Bozeman’s many chapters and sections and sub-sections of planning language and zoning
code so frequently contradict each other and do so with such casual disinterest in their
contradictions that reading them is like reading an existentialist comedy by Samuel Beckett—
because in reading both, the punch-lines make one cry. Finally, I have no interest in pointing
out that a majority on the city commission has completely lost touch with Bozeman citizens
and has—contrary to all reason and accurate self-reflection—conflated its whimsical,
developer-serving mentality with the One True Understanding of Reality.
I have no interest in calling out these things. I lack interest in pointing them out, not because
they are not worth pointing out, but because doing so simply brings forward, painfully, the
persistent problem of being an engaged Bozeman citizen in a town whose leadership proffers
no listening ear to the people who elect them—the people who live inside the conditions on
the streets and in the neighborhoods the commission creates (and re-creates)—yet to whom
the commission gives only cursory attention.
Back to the matter at hand: my subject is the true precedent of this project review. It is not the
particulars of the Guthrie site plan and COA; rather, the true precedent at stake is the “deep
incentives” program itself. To put it in terms of health: the “deep incentives” program is the
disease and the Guthrie building is its symptom.
I have been told that the goal of the “deep incentives” program is to stimulate the creation of
affordable housing, and if I believed this were really the goal, I would consider it a laudable
one. But there are many reasons to believe that such is not the goal behind its creation, and
there are persuasive reasons to reject the “deep incentives” program as an utter failure
before it ever gets to debut on the stage of the Bozeman cityscape.
Apparently it has not dawned on anyone in the city that using its development regulations as a
bargaining chip to leverage affordable housing from developers is the same thing as
confessing that regulation causes Bozeman’s lack of affordable housing. This confession—to a
crime never committed—is the true precedent of the Guthrie project, one that should be and
must be avoided by the city.
In truth, I cannot fault the city for grasping at straws. After all, the problem of housing
unaffordability is a big one, not just in Bozeman, Montana, and the United States—rather, it is
a global problem. And the genesis of it? Experience tells me lack of housing affordability has
everything to do with the behavior of “free markets,” and little, if anything, to do with proper
regulatory regimes enacted by public officials. In fact, housing unaffordability shouts out loud
the private market’s hostile resistance to providing adequate housing for all classes of society.
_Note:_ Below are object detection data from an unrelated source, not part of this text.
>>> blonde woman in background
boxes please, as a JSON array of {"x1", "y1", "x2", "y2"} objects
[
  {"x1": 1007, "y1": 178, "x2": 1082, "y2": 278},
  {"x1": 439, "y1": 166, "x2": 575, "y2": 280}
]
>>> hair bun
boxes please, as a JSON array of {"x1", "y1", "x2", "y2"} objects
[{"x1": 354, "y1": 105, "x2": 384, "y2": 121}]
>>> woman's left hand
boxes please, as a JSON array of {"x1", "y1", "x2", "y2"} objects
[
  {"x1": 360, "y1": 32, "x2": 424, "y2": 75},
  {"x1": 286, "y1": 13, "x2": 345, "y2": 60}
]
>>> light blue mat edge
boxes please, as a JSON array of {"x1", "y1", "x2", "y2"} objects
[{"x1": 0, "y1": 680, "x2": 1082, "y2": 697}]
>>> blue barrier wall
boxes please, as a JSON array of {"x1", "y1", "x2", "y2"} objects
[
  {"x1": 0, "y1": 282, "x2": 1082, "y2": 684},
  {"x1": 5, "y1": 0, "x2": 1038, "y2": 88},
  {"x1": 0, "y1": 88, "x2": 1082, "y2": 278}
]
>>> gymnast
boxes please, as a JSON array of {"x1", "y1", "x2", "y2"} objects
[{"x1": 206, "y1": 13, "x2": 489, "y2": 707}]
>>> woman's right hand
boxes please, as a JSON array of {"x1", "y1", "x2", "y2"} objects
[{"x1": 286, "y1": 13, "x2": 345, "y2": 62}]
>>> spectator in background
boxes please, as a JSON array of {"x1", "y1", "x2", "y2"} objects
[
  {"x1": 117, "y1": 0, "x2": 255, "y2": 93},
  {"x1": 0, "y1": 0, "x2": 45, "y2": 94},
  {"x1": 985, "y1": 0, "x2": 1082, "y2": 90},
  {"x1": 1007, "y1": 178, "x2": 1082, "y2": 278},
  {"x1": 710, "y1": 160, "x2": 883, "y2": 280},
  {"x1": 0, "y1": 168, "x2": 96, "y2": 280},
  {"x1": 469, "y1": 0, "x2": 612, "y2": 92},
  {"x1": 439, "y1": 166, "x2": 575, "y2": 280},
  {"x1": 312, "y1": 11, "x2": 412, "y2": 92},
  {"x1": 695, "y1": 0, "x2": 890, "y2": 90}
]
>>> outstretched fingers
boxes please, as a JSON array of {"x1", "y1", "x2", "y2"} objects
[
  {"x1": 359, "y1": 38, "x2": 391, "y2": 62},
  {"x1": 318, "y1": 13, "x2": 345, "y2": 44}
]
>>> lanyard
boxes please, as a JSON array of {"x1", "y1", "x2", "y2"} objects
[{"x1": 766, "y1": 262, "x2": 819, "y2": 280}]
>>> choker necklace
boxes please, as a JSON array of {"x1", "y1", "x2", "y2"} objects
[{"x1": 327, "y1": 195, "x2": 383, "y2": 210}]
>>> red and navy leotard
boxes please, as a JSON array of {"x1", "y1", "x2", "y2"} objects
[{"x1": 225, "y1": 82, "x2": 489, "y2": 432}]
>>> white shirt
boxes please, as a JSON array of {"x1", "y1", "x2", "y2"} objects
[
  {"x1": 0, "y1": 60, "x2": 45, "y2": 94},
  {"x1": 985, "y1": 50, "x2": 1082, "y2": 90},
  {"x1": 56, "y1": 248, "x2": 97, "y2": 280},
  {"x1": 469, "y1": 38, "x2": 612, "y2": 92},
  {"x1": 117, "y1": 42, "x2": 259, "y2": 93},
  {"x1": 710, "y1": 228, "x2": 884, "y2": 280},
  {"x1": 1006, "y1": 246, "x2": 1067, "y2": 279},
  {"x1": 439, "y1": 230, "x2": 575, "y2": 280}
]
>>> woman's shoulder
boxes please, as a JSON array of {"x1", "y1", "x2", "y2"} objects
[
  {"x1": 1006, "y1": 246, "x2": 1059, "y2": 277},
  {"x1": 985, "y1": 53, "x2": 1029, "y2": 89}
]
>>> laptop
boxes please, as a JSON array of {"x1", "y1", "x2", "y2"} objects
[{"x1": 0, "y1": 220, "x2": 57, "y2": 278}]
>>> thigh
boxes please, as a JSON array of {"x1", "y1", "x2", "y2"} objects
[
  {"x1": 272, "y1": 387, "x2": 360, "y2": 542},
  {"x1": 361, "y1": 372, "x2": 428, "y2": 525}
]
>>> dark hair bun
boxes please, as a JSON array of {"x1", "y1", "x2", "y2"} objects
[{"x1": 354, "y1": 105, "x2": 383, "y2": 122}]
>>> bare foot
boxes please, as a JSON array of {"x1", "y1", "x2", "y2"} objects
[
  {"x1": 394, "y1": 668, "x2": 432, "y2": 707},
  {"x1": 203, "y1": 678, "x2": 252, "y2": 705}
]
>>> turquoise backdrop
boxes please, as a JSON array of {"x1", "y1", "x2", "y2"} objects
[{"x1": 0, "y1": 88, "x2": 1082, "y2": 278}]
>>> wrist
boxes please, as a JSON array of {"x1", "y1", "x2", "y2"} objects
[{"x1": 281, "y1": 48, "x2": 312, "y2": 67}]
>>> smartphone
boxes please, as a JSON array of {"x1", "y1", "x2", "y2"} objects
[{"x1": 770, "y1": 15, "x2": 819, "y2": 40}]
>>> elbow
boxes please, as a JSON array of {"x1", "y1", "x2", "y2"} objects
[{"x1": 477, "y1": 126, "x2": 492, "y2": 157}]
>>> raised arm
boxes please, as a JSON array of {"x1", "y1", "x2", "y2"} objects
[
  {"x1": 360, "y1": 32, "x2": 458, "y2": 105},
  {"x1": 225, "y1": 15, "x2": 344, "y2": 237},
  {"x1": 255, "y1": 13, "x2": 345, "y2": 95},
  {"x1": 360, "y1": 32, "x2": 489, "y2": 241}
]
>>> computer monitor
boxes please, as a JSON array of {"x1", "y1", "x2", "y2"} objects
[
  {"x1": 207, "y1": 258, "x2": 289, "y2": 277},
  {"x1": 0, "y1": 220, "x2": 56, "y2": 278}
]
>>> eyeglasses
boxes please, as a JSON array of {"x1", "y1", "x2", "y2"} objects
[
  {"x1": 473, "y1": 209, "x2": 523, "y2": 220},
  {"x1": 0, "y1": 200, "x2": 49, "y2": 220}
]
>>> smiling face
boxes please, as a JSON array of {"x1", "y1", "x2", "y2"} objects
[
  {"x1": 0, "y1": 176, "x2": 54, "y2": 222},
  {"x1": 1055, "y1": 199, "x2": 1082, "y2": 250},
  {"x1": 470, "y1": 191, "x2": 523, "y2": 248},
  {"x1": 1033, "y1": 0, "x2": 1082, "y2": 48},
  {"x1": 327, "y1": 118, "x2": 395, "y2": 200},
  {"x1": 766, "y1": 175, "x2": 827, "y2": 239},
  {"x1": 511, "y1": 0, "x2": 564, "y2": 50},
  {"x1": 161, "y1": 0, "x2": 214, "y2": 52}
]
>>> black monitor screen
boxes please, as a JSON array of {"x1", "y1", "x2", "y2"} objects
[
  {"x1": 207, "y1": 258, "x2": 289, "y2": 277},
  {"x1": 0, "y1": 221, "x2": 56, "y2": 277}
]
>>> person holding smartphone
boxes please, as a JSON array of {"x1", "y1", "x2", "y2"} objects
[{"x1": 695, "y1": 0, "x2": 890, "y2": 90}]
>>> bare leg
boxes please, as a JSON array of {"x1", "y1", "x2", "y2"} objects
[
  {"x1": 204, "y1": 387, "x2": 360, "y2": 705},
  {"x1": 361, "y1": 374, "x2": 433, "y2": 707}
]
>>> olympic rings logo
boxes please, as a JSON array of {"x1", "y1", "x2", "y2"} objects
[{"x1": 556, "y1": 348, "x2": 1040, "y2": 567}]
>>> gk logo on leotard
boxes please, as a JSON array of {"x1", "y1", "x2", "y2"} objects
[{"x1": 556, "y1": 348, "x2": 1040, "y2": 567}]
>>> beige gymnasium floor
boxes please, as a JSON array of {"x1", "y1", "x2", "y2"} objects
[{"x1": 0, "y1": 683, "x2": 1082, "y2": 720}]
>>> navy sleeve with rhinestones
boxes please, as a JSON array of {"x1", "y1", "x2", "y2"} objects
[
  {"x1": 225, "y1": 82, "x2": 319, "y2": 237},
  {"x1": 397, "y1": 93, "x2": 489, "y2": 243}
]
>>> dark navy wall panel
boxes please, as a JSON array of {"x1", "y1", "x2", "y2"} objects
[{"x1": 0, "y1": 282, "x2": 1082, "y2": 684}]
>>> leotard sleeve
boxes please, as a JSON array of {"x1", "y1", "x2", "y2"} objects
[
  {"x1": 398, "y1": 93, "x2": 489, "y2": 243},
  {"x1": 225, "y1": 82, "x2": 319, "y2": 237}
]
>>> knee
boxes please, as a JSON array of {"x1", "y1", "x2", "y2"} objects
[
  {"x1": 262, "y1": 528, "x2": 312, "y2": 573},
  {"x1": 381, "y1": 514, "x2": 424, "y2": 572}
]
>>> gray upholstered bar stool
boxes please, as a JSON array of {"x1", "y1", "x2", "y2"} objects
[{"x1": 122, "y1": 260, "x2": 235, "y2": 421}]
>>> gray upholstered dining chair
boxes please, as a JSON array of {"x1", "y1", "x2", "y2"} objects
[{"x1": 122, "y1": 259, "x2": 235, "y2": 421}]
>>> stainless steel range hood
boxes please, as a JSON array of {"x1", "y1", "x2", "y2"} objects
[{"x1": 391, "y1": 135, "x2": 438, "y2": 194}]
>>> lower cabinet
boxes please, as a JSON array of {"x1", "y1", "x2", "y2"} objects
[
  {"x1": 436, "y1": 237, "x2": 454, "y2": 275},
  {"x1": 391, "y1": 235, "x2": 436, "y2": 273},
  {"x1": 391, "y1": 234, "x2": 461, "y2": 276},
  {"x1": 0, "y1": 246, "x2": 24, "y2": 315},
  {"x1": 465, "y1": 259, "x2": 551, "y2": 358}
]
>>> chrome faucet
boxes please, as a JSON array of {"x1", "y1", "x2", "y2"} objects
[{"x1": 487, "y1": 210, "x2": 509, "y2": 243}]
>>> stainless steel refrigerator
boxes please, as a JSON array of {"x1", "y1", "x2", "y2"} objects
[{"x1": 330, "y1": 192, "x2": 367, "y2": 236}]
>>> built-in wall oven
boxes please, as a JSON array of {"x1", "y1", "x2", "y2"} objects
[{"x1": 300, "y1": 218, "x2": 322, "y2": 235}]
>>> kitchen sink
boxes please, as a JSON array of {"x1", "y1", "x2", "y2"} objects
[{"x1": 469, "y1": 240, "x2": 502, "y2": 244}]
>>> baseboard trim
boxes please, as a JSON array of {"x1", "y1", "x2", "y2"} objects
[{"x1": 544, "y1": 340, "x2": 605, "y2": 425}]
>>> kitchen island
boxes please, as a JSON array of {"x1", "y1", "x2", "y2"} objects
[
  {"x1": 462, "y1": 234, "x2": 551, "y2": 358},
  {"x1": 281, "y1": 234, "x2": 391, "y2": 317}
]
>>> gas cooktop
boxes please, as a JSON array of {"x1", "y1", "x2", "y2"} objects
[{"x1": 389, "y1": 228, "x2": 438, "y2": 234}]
But the problem we face, and which the “deep incentives” wrongly addresses, is worse than
what I have said so far. What the “deep incentives” program truly represents is the reach of
the private market and private interest deep into the realm of public interest, to the detriment
of the public. By allowing this trespass of private into public interest, the city has abrogated its
responsibility to protect the people—their welfare and safety—by erasing its codes for public
protection and inserting calculations ensuring private profit into the blanks left by the erasure.
Where the code once protected the public realm, they now seek to “make developers whole.”
The “deep incentives” program is an unjustifiable betrayal of the public by our city
commission. The Guthrie building is standard Holloran crap, but the “deep incentives”
program is a true crime against Bozeman residents.